---
name: design-monitoring
description: >
  Implement monitoring for a project by consuming augur's monitoring-spec.yaml.
  Produces Grafana dashboard JSON, Prometheus alert rules, and validates that
  the running service emits the expected metrics. Aligns with the infra-atlas
  new_workload_contract for observability.
argument-hint: "<project> [--scope full|dashboards|alerts|validate] [--dry-run]"
---

Implement a monitoring system for a project from augur's monitoring spec. Augur designs the spec (metrics, alerts, dashboards); sauron implements it as concrete Grafana JSON, Prometheus rules, and validates live metric emission.

## Arguments

`$ARGUMENTS` — Required: `<project>`. Optional:
- `--scope full|dashboards|alerts|validate` — focus on a specific area (default: full)
- `--dry-run` — generate configs but do not push to Grafana or apply alert rules

## Input: Augur's monitoring-spec.yaml

This skill consumes the monitoring spec that augur produces during `/design --approve`.
The spec follows this schema:

```yaml
version: "1"
project: <name>
generated_from: design-atlas.json
metrics:
  - name: <metric_name>
    type: counter|gauge|histogram
    labels: [<labels>]
    source_pattern: <pattern-name>
    description: <what it measures>
alerts:
  - name: <alert_name>
    condition: <PromQL expression>
    severity: critical|warning
    source_pattern: <pattern-name>
dashboards:
  - name: <dashboard_name>
    panels: [<metric references>]
```

### How to locate the spec

The daemon injects artifact paths into the job prompt. Look for:

```
[Artifacts] monitoring-spec: <path>
```

Resolution order:
1. **Artifact path** — if the prompt contains `[Artifacts] monitoring-spec:`, read the file at that path. This is the primary mechanism when augur delegates to sauron after `/design --approve`.
2. **Augur project memory** — if no artifact path, read from `/kord/agents/augur/memory/projects/<project>/monitoring-spec.yaml`.
3. **Fail** — if neither exists, report that no monitoring spec is available and ask the user to run `augur /design <project> --approve` first.

## Dependencies

1. **Augur** — provides monitoring-spec.yaml (input) and atlas.json (architectural context).
   - Atlas at `/kord/agents/augur/memory/projects/<project>/atlas.json` provides: components, flows, failure modes, external dependencies.
   - If atlas exists, use it to enrich dashboard panels and alert annotations.

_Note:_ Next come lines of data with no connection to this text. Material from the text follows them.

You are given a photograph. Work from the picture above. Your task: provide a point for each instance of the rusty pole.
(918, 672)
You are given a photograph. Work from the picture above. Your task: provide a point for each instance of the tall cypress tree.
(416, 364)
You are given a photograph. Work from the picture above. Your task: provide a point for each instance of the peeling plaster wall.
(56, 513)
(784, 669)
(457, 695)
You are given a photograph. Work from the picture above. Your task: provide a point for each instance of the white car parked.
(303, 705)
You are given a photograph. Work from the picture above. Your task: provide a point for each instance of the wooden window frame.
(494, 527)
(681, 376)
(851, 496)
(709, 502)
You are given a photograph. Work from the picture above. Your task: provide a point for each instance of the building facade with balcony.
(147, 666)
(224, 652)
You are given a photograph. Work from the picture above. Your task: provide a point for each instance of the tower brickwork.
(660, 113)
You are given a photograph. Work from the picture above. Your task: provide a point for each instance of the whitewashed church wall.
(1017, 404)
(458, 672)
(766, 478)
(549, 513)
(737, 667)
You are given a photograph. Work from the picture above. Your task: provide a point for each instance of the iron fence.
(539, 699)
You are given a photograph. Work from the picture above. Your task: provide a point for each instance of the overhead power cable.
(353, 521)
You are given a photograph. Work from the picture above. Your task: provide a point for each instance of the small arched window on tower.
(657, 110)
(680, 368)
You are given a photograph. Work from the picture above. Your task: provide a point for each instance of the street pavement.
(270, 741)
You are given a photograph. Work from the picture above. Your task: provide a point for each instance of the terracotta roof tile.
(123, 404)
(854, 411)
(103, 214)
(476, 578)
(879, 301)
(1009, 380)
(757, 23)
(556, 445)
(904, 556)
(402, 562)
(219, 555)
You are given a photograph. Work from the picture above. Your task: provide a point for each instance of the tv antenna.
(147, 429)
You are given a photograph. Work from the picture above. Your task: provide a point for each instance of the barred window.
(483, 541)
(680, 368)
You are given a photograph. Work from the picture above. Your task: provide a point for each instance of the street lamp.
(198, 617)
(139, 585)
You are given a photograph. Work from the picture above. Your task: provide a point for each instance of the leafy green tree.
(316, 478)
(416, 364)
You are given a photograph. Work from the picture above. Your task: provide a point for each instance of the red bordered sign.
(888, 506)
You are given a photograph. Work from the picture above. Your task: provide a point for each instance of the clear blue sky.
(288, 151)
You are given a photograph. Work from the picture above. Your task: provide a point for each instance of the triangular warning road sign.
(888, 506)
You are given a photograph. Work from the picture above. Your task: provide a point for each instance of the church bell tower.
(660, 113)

2. **Charon/Alfred** — cluster access for live validation:
   ```
   /kord alfred get config <cluster>
   ```
   Provides: Tailscale IPs, namespaces, service ports, kubeconfig context.

3. **Infra-atlas contract** — read from `$AGENT_PROJECT_DIR/memory/global/infra-atlas.json` (if available). The `new_workload_contract` section defines observability requirements all workloads must satisfy:
   - `health`: readiness and liveness endpoints (`GET /health`)
   - `metrics`: Prometheus endpoint (`/metrics`, prometheus format)
   - `logging`: stdout, JSON format
   - `labels`: `app: <name>` on all pods
   All generated configs must align with these contract requirements.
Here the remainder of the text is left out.